Dos and don’ts for first-time cruisers headed for idyllic isles

ENTERTAINMENT crew on board cruise ships field no-brainer questions from passengers which tax even their fixed smiles.

As we waited to disembark from the MSC Melody (no longer sailing from Durban into East African waters), our entertainment staff kept us laughing as they recounted some of the more naive passengers’ queries.

Recycling of water and the ship’s energy source came in for much heated discussion, said the staff, who at times were confounded.

Among the best were:

“Where does the swimming pool water go?”

“Is there fresh or sea water in the toilets?”

“Are we getting our electricity from Durban?”

So how do you answer such without losing your cool completely or asking said passengers whether they are having you on?

For those of you who may be planning a cruise and are wondering about the same things, here’s the buzz:

Each evening the water is drained from the swimming pools. They are then refilled the next day. Where does the water go? Why back in the sea, of course.

If you want to do a taste test of the ablutions, go for it. We would love to know.

The ship generates its own electricity. And no, we are not thousands of nautical miles out to sea on an extension cord from our point of departure.

Our 11- day cruise took us from Durban to Madagascar, Reunion and Mauritius. And as first-time cruisers we learned some valuable dos and don’ts:

Don’t forget sea-sick medication: There were passengers on board our cruise who were prostrate and missed out all the fun. The on-board doctor can give you a jab, but it will cost you $60 (R520).

Fly in the day before: If you’re flying to your embarkation port, arriving a day early makes the whole trip less stressful.

Budget for on-board purchases: Cruise fares are not inclusive. When boarding you will be given a cruise credit card in which you have to deposit a certain amount. In our case it was $800 (R7000).

Additional charges you may incur are for tips, drinks, internet use, photos, speciality restaurants, and shore excursions.

Don’t overpack: The sea days can be spent in swimsuits (don’t forget a cover-up so you don’t have to change before heading to the lunch buffet).

As for the rest of your travel wardrobe, if you pack lots of neutrals (black and white work well), you can mix and match your pieces and cut down on the shoes you need to bring.

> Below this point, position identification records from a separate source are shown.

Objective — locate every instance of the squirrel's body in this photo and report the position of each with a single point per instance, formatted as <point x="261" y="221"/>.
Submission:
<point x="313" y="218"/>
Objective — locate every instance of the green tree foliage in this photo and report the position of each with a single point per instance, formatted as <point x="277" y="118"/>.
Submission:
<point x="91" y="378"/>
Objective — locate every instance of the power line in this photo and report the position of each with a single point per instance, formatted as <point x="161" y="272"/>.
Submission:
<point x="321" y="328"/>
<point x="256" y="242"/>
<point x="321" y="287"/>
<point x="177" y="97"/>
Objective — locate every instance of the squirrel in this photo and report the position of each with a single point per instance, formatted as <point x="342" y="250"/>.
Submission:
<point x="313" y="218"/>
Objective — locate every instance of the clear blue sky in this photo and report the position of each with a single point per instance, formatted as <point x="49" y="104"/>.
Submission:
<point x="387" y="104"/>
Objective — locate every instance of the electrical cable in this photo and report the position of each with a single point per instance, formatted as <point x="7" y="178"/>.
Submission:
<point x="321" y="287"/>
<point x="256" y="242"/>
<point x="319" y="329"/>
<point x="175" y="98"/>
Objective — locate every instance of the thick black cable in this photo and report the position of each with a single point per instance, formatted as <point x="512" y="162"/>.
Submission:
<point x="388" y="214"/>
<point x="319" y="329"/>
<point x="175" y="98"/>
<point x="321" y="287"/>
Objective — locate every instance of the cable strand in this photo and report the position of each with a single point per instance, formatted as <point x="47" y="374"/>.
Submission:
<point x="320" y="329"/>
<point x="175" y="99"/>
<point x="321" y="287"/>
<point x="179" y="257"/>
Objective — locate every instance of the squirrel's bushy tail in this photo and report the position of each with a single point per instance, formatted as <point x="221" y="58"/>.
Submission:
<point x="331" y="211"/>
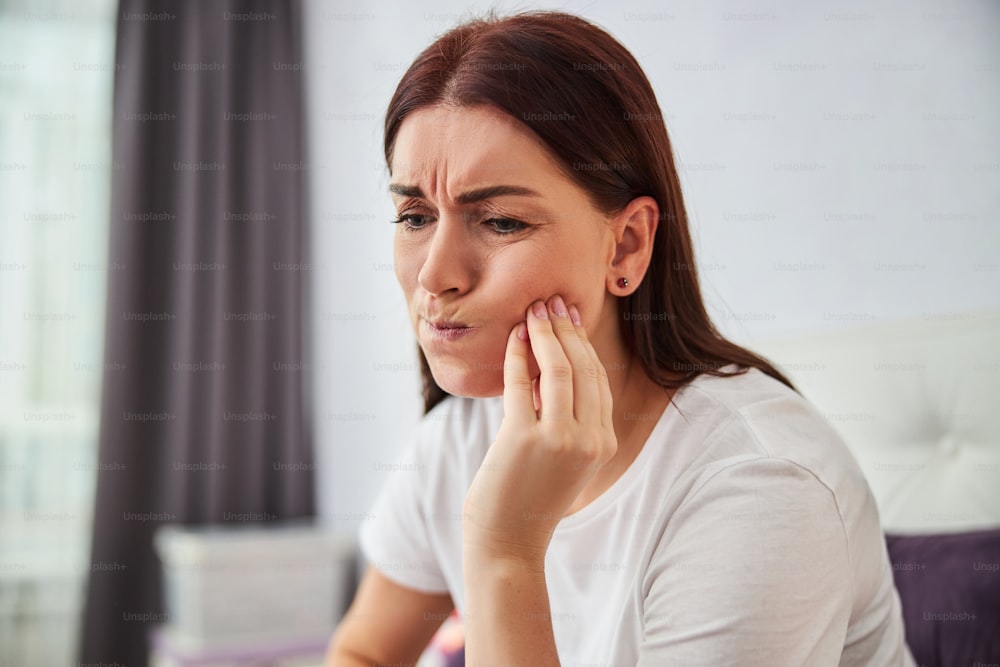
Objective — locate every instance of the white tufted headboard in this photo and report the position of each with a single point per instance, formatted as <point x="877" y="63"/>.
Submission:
<point x="918" y="402"/>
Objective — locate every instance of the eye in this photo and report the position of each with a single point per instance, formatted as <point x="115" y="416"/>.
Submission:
<point x="503" y="226"/>
<point x="412" y="221"/>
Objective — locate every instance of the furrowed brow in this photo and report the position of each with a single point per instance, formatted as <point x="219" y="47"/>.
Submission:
<point x="482" y="194"/>
<point x="470" y="197"/>
<point x="406" y="190"/>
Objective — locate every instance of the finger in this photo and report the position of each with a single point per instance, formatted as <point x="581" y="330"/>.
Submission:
<point x="518" y="404"/>
<point x="604" y="386"/>
<point x="555" y="373"/>
<point x="586" y="389"/>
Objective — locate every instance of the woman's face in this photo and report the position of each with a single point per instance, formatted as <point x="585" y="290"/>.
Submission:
<point x="489" y="224"/>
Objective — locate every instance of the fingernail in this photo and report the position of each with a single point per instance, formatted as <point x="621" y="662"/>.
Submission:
<point x="538" y="308"/>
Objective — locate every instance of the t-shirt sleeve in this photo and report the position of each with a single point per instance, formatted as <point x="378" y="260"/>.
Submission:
<point x="753" y="569"/>
<point x="396" y="539"/>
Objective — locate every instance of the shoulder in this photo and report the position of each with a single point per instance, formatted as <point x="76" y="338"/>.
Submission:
<point x="458" y="431"/>
<point x="753" y="417"/>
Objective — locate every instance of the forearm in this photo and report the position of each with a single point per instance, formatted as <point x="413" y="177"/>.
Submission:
<point x="508" y="620"/>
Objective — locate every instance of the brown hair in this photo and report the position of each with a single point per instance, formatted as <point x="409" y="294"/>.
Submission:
<point x="585" y="96"/>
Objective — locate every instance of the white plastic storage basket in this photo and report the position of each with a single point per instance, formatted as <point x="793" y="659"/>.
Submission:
<point x="225" y="585"/>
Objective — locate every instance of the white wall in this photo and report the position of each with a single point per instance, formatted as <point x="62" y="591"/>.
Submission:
<point x="839" y="165"/>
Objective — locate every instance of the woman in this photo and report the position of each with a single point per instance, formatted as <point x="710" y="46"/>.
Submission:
<point x="600" y="478"/>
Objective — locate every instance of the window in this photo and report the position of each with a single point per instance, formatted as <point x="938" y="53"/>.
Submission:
<point x="56" y="76"/>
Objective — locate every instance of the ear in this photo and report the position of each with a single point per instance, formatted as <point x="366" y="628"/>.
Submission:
<point x="634" y="229"/>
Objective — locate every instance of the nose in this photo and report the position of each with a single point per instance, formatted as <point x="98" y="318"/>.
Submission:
<point x="448" y="265"/>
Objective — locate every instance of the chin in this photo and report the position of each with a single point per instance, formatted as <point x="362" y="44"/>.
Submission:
<point x="470" y="380"/>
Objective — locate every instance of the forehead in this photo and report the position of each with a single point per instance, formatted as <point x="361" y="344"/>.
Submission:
<point x="468" y="146"/>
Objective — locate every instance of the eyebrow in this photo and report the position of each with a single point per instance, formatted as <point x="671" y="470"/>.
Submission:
<point x="470" y="197"/>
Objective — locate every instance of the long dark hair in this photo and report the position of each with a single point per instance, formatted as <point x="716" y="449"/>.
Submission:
<point x="585" y="96"/>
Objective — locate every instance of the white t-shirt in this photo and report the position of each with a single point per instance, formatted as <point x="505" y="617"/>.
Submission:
<point x="743" y="533"/>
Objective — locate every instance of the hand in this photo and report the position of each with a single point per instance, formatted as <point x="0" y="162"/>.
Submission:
<point x="549" y="445"/>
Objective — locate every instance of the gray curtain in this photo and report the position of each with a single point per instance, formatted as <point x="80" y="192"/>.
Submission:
<point x="203" y="417"/>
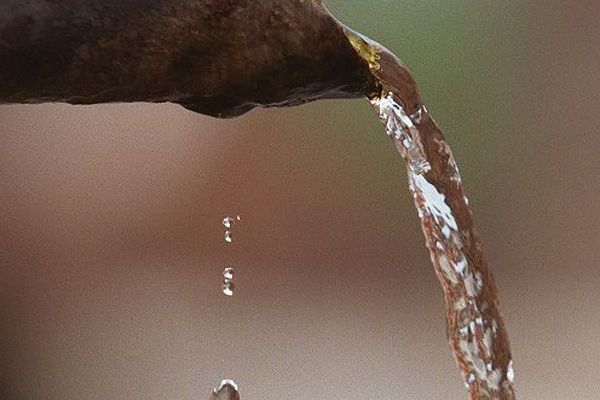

Bring a carry-on bag on board: Pack it with anything you need access to before your luggage is delivered to your stateroom. Medication, camera and a swimsuit immediately come to mind.

Take along a large beach bag or basket: On the ship it’s great for carrying around your book, camera, sunscreen and cruise pass card.

Shut off that cellphone: It won’t work soon after you leave port. Use the ship’s internet – $20 (R170) for 10 minutes – if you need to contact someone.

There is a satellite phone for emergencies, but it will cost you.

Don’t worry about formal nights: These evenings are not what they used to be. There’s no need to pack an evening gown and tux … unless you want to (and what’s better than seeing your man in a tux).

But anything from black- tie to Sunday best is fine. And if you’d rather stay in shorts or jeans, the buffet is always casual.

Use sunscreen liberally: Nothing ruins a vacation faster than bad sunburn. Sometimes the breeze on deck makes it very comfortable to lounge by the pool all day, since it doesn’t feel hot. Don’t be fooled. That sun is frying you. Protect yourself.